La société du spectacle…

Depuis l’époque d’Otpor et des « bombardements humanitaires » de l’OTAN sur la Serbie, le scénario se répète toujours de la même manière.

Depuis 30 ans, les ONG et les médias occidentaux attisent l’opinion publique à travers une nouvelle série télévisée, celle des « printemps colorés » présentés comme antitotalitaires.

Depuis 30 ans, la gauche de l’OTAN, qu’elle soit libérale ou radicale, fait sienne sans critique ce discours.

Nous l’avons vu contre la Libye de Kadhafi et la Syrie d’Assad. Le scénario est toujours le même : « Le dictateur fou qui déteste la démocratie et viole les droits de l’homme. Le tyran qui persécute les minorités, les femmes, les étudiants, les homosexuels… »

Bien sûr, si le changement de régime réussit, dès le lendemain, toutes les ONG disparaissent et les médias cessent d’en parler. Personne ne s’intéresse plus à la persécution des femmes et des minorités dans la nouvelle Syrie aux mains du chef de l’État islamique Al-Jalani ou dans la nouvelle Libye des égorgeurs amis de l’Occident. La même chose que l’on vient de voir en Iran : une campagne martelante préparée par une mise en scène hollywoodienne savante et relayée par tous les médias, qui ne servait qu’à faire chauffer les moteurs des chasseurs-bombardiers américains.

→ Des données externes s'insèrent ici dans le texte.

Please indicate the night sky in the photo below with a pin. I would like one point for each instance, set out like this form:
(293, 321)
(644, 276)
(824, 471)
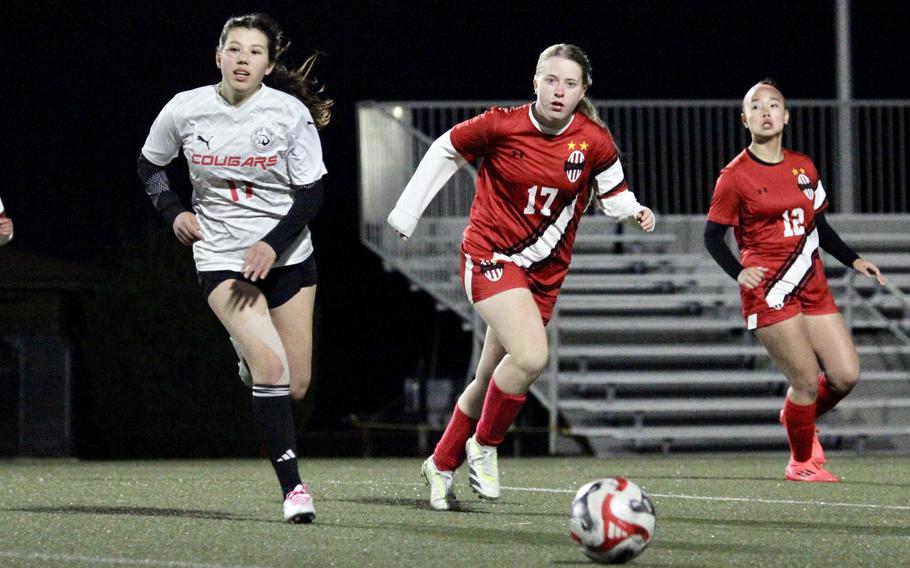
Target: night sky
(84, 85)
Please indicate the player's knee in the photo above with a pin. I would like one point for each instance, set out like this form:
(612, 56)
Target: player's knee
(268, 369)
(299, 386)
(531, 361)
(844, 379)
(805, 383)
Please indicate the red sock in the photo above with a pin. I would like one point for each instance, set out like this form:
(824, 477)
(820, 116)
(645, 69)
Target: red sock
(800, 422)
(499, 411)
(449, 453)
(826, 399)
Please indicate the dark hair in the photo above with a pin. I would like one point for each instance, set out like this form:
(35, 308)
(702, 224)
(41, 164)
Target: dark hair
(573, 53)
(294, 81)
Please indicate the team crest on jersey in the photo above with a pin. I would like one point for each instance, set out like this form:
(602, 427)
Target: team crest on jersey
(804, 183)
(491, 269)
(261, 139)
(575, 164)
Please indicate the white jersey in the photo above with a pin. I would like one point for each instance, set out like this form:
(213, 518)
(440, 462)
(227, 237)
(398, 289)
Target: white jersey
(243, 163)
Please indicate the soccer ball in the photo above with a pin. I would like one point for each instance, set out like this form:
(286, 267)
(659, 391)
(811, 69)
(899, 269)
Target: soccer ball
(612, 520)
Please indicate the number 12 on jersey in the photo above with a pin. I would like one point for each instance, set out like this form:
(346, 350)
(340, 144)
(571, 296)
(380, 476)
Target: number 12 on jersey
(546, 193)
(247, 189)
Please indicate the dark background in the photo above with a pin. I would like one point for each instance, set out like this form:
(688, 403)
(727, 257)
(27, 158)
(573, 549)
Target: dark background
(85, 82)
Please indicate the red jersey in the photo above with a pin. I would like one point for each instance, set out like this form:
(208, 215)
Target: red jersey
(532, 188)
(772, 208)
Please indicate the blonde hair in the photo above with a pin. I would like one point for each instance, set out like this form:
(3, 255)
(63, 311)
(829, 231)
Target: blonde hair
(573, 53)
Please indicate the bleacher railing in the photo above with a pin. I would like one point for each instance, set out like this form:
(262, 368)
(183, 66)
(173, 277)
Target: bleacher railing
(673, 150)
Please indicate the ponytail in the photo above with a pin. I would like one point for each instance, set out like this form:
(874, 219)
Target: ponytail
(299, 83)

Avec les progressistes dans la rue hurlant « Femme, Vie et Liberté » parmi les drapeaux à l’étoile de David et les portraits du Shah. En effet, dans ce caravansérail psychédélique, dans ce cirque spasmodique, ils ont même réussi à ressusciter le Shah de Perse. C’est une éternelle compulsion de répétition, le réflexe pavlovien d’une gauche apatride qui a complètement perdu la notion d’anti-impérialisme e de classe, au sens léniniste. La catégorie léniniste d’impérialisme doit être prise dans son sens le plus profond :

dimension horizontale : lutte des classes (les classes)

dimension verticale : théorie de la dépendance, de l’échange inégal, chaîne de valeur (nord-sud, centre-périphérie)

Chez Lénine, nous trouvons une combinaison de ces deux facteurs, trop souvent polarisés par les groupes de gauche et communistes, qui ne saisissent pas la dimension « globale » et dialectique qui lie ces deux éléments. Non pas comme une somme de facteurs, mais comme des éléments intégrés les uns aux autres.

Lorsque la Syrie est tombée sous l’emprise totale de l’impérialisme, affaiblissant ainsi la résistance palestinienne, la gauche occidentale, celle-là même qui brandissait les drapeaux palestiniens, s’est pliée au discours dominant, célébrant la victoire sioniste. Cette même gauche occidentale qui soutient les fascistes en Ukraine et évoque la possibilité d’utiliser l’impérialisme et le sionisme pour promouvoir la libération… comme dans le drame politique et humain du Rojava…

La ténacité de la résistance palestinienne, libanaise, yéménite et la victoire iranienne ont réussi à ouvrir des brèches, modestes mais réelles, dans le mur du conformisme impérialiste qui règne au sein de la gauche occidentale. Aujourd’hui, brandir un drapeau iranien en Occident est difficile, mais ce n’est plus impossible…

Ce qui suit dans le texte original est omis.